Baya Hocine (born 20 May 1940, in the Casbah of Algiers, died 1 May 2000), also known as Baya Mamadi, was an Algerian independence fighter, and later, a journalist and politician.

== Biography ==
Hocine was born in May 1940, the third child in her family, which originally hailed from Ighil Imoul, after two brothers.

As a teenager she joined the National Liberation Front of Algeria. She went on to become a member of Yacef Saâdi's Zone autonome d'Alger bombing network. On 10 February 1957, during the Battle of Algiers, she carried out bombing raid in Belouizdad and El Biar, killing 9 people and wounding 45.

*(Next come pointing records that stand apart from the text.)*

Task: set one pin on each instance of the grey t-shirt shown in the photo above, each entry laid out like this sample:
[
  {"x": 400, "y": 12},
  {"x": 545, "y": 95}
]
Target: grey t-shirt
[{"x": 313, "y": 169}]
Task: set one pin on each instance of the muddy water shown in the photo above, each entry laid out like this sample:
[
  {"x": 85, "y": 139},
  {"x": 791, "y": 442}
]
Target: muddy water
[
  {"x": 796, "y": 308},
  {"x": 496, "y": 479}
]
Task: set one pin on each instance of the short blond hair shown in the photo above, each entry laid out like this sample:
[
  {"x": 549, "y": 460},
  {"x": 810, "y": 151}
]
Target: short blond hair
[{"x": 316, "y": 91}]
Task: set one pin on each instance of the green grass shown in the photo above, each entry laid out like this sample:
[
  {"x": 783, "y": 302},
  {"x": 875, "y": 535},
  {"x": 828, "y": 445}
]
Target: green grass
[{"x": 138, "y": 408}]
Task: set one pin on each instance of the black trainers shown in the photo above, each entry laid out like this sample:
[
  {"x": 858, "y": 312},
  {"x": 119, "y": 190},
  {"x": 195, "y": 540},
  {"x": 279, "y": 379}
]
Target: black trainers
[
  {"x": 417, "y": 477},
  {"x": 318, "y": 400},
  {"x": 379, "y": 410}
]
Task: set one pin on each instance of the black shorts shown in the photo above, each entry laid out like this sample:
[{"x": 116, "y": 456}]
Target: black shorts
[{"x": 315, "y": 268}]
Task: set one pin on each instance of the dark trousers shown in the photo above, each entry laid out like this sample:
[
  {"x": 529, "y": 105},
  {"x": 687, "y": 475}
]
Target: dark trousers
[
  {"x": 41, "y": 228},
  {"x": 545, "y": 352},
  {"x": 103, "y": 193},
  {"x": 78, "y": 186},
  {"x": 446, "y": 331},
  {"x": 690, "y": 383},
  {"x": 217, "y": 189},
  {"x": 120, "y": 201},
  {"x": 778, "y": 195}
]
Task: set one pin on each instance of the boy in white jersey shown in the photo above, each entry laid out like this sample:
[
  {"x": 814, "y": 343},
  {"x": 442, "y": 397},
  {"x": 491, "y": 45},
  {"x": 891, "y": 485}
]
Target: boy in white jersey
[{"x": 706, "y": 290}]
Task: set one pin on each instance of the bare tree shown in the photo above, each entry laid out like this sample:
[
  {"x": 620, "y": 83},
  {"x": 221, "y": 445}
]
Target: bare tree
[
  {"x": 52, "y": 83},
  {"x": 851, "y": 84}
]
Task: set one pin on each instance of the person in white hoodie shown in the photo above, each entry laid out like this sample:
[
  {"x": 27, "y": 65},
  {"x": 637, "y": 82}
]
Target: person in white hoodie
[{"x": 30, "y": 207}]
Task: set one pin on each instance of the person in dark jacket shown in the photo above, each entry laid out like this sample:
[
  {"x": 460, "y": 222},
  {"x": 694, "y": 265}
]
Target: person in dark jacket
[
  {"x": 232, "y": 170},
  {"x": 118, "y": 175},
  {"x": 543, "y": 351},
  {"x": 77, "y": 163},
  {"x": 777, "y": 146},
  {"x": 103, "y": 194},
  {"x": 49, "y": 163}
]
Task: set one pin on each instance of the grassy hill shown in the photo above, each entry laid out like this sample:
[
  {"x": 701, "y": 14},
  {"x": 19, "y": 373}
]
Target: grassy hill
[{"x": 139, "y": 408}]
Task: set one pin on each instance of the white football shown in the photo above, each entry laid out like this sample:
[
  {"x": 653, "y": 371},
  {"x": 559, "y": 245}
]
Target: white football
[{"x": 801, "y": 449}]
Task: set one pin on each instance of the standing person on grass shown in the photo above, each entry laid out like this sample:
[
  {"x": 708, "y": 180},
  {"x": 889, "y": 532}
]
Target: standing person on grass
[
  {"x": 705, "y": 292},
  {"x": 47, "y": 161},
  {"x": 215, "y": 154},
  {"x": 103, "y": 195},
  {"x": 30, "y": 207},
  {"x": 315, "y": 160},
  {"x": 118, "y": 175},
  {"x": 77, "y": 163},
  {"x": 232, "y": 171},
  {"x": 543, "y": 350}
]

She was taken prisoner after the raids, and incarcerated in Serkadji Prison by the end of the month. Only 17 years old, she was sentenced to death by the Alger Armed Forces Tribunal. The death sentence was confirmed by the Armed Forces Tribunal of Oran in January 1959. Of the women condemned to death for terrorism during the War of Independence, she was the youngest.

However, she was not executed, remaining imprisoned, before the end of the war in 1962. In the Évian Accords, she was granted amnesty.

After the war, she returned to her studies, becoming a journalist. In the 1977 Algerian legislative election, she was elected to the People's National Assembly, one of 9 women elected. She held her seat until 1982.